The site of the new museum will be an old, abandoned sideline railroad station in Józsefváros (Josefstadt), the notorious VIII. district, that badly needs refurbishing. It will be called the “Sorsok háza,” which most Hungarians understand to mean “House of Fate.” The word “sors” also appears in the title of Imre Kertész’s Nobel Prize-winning book: Sortalanság/Fateless. Some naturally objected to Lázár’s choice of Mária Schmidt. My distinct impression, having heard her talk about her ideas for the project on György Bolgár’s program, was that Schmidt will try her best to inflate the number of Hungarians who risked their own lives helping their Jewish compatriots.
Others objected to the name of the museum, saying that it wasn’t fate that destined these people to be transported to Auschwitz and other concentration camps. Rather, it was the decision of the Hungarian authorities who were eager to rid the country of its Jewish citizens. Still others couldn’t figure out why this particular station was picked as the site of the future museum since almost no transports left for Auschwitz from it.

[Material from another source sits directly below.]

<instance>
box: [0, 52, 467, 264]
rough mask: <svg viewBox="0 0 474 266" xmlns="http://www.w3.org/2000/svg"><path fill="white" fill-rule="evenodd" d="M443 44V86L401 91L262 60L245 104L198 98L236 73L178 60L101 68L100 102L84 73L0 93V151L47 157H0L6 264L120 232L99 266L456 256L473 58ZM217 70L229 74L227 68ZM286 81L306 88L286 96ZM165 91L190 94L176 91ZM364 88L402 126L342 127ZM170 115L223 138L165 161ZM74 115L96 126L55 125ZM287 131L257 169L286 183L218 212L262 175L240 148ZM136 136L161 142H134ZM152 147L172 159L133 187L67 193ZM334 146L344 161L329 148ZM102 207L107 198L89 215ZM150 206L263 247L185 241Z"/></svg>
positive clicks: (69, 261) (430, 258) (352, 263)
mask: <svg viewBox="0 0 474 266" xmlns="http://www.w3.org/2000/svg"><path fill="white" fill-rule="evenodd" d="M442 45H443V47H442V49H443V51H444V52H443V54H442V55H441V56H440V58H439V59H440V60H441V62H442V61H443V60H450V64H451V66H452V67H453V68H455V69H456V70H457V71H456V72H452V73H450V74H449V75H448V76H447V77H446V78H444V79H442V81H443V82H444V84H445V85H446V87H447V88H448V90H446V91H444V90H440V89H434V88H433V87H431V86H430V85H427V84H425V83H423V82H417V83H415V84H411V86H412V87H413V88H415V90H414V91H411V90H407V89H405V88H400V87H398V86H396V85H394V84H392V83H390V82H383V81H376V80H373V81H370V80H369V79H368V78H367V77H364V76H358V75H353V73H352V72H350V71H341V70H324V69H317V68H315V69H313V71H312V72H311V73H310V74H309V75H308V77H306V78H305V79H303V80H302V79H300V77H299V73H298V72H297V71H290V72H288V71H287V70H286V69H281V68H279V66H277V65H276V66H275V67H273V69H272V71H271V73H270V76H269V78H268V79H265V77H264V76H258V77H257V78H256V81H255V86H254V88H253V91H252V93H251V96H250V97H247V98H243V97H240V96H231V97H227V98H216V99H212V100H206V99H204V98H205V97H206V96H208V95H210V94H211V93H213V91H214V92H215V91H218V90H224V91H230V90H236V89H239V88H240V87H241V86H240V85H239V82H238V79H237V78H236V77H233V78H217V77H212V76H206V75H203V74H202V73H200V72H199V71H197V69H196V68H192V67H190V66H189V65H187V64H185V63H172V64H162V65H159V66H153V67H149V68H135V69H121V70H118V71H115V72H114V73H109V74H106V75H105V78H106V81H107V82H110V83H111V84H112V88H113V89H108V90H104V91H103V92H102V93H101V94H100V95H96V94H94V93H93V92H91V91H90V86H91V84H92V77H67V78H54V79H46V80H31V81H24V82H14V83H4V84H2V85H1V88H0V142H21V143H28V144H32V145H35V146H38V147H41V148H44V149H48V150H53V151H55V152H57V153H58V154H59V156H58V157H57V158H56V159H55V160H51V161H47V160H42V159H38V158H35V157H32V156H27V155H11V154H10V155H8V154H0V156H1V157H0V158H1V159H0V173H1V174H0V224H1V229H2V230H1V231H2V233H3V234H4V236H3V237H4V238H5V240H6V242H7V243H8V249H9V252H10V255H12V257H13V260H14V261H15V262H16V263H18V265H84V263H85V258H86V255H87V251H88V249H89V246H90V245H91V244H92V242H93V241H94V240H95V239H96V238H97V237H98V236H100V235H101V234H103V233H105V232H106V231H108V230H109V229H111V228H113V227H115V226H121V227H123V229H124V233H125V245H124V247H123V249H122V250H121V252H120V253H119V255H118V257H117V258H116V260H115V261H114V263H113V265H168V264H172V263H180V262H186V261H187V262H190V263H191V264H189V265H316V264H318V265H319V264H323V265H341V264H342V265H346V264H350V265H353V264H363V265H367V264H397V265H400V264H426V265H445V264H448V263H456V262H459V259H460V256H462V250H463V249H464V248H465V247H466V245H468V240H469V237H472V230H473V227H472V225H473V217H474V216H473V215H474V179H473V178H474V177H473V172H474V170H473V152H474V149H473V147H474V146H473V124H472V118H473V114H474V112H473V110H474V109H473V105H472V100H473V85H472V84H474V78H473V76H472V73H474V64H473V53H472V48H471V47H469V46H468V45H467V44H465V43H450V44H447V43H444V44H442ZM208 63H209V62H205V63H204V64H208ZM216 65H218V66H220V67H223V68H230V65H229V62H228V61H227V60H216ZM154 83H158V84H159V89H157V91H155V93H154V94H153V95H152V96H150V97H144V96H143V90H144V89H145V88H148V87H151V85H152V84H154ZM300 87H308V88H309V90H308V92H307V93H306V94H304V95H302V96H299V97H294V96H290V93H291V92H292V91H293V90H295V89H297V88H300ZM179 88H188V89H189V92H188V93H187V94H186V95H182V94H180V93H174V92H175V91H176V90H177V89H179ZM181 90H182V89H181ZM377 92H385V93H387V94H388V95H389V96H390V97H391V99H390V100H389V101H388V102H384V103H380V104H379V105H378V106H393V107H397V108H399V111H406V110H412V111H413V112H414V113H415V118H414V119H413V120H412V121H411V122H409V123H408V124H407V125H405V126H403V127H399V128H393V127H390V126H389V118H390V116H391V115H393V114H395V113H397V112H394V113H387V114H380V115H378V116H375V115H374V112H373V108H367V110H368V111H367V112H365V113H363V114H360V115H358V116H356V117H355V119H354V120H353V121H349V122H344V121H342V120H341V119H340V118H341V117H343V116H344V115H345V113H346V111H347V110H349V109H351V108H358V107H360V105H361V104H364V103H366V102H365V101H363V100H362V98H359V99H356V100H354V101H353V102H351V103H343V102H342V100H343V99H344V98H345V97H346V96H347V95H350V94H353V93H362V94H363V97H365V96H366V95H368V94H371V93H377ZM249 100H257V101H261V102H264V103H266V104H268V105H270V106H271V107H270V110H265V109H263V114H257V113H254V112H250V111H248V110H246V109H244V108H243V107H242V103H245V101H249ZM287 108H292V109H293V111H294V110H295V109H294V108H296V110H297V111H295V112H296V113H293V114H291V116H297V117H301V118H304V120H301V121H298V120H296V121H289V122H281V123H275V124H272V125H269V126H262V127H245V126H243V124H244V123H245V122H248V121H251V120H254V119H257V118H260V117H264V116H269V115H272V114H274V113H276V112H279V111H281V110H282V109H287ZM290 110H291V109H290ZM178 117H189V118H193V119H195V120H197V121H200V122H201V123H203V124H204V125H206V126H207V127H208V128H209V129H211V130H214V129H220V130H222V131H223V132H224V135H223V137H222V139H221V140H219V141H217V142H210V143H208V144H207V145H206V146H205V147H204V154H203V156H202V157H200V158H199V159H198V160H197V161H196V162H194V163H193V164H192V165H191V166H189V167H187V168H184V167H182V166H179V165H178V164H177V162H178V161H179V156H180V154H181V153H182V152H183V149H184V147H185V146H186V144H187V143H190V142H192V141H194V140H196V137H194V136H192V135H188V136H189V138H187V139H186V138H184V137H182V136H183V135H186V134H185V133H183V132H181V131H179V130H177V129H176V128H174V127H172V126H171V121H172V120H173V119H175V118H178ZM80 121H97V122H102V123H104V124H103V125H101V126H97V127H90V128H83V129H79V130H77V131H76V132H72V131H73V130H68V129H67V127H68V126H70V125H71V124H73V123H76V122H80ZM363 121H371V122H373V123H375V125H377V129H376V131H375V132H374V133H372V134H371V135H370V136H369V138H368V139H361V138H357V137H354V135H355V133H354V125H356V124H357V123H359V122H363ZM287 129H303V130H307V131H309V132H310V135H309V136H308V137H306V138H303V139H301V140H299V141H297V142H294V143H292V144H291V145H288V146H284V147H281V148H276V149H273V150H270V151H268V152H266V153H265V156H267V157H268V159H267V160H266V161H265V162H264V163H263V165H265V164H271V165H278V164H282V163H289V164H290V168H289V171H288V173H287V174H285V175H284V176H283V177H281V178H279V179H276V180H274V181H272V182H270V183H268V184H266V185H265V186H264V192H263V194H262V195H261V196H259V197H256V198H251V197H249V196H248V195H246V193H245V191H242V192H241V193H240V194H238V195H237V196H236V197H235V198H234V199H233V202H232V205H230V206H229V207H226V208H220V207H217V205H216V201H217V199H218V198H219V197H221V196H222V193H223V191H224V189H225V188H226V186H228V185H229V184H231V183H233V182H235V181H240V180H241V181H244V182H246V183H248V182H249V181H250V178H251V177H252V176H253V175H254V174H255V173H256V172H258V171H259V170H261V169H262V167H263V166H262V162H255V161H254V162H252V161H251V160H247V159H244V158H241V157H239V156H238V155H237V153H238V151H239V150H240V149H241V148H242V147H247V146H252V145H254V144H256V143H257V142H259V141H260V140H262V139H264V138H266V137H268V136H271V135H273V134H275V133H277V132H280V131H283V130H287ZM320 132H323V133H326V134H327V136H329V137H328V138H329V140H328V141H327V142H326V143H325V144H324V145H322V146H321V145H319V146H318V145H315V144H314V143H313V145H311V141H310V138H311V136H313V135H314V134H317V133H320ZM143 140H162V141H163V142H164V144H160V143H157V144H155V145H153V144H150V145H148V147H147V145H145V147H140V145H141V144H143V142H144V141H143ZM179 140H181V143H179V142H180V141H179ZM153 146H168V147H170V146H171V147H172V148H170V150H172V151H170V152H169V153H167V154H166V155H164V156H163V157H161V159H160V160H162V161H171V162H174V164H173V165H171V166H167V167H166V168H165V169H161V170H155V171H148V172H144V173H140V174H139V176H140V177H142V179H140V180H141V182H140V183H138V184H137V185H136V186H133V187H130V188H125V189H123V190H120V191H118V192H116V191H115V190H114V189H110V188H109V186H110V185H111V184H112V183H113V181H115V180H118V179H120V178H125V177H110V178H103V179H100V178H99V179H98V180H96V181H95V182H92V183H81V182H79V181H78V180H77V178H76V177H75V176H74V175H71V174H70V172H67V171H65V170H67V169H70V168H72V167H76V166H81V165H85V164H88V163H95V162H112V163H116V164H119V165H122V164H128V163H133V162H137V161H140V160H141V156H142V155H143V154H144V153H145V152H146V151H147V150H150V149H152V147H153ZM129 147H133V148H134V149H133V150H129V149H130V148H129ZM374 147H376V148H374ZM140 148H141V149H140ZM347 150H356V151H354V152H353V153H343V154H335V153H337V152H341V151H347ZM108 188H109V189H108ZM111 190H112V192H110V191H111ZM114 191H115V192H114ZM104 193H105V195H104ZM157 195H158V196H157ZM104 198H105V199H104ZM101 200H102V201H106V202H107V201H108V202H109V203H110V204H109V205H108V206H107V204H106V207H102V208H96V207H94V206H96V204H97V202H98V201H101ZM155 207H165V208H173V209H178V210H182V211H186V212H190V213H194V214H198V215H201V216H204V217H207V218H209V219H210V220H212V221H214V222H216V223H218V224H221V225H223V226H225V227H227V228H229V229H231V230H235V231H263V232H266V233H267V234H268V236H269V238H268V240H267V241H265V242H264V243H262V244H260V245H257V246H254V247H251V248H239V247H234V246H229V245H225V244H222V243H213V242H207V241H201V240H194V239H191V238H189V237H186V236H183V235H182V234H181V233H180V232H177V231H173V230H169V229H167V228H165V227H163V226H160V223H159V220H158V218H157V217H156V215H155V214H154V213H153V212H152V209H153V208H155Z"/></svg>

I should mention that in order to justify creating another Holocaust Museum instead of giving more generous support to the existing one this new museum will be specifically devoted to the children who were victims of the Holocaust. Lázár explained the choice this way. “We chose the ‘child Holocaust’ as the theme because we were trying to find a point which cannot be relativized: no explanation, no answer can be accepted when it comes to the murder of a child.” As if the murder of adults can be relativized or explained. Some people commented that if Lázár had made such a statement in another country he would have had to turn in his resignation.
It’s an open question whether it is at all possible to finish the project by April–this date is no coincidence, since that’s when the election most likely will take place. But the members of the advisory board have already been chosen: Anne Applebaum (journalist), Annette Lantos (widow of Tom Lantos), Chava Baruch (Yad Vashem), Gabriel Gorodetsky (Oxford), György Haraszti (historian, Hungarian Jewish University), András Heisler (Mazsihisz), Joshua Muravchik (Johns Hopkins), Michael Wolffsohn (Universität der Bundeswehr), Rabbi Andrew Baker (American Jewish Committee), Mária Schmidt (House of Terror), János Szász (film director), and Yehudit Shendar (Yad Vasem). According to András Heisler of Mazsihisz, some of the members expressed sharp criticisms. He didn’t elaborate.

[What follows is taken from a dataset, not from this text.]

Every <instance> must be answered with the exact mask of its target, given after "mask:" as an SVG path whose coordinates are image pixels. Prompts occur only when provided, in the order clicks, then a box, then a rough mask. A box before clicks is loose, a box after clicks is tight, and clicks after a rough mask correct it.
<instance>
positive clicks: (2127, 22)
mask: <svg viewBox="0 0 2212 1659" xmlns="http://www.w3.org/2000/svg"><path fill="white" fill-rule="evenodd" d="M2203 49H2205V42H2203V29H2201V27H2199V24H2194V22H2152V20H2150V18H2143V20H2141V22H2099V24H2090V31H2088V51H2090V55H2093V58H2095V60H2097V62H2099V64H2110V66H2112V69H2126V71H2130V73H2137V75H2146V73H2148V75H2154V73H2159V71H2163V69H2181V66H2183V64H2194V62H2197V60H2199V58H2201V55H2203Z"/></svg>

It is unlikely that these people can have much influence on the whole process. After all, there are only four and a half months before the planned opening. As you can see from the picture, the station is in very bad shape. Moreover, the inhabitants of the 23 service apartments within the building must be evacuated and provided with comparable or better apartments. All that takes time. Restoring the building will cost 6.6 billion forints, and then there are still the expenses involved in transforming it into a functioning museum. As a point of comparison, the Hungarian government gives only 240 million forints a year to the Holocaust Memorial Center on Páva utca.
I don’t know why the government is establishing a new museum and why in such a hurry. I don’t know why the Orbán government is lobbying American Jewish organizations. All I can say is that it never acts without a good, self-interested reason. Perhaps in time that reason will become more transparent.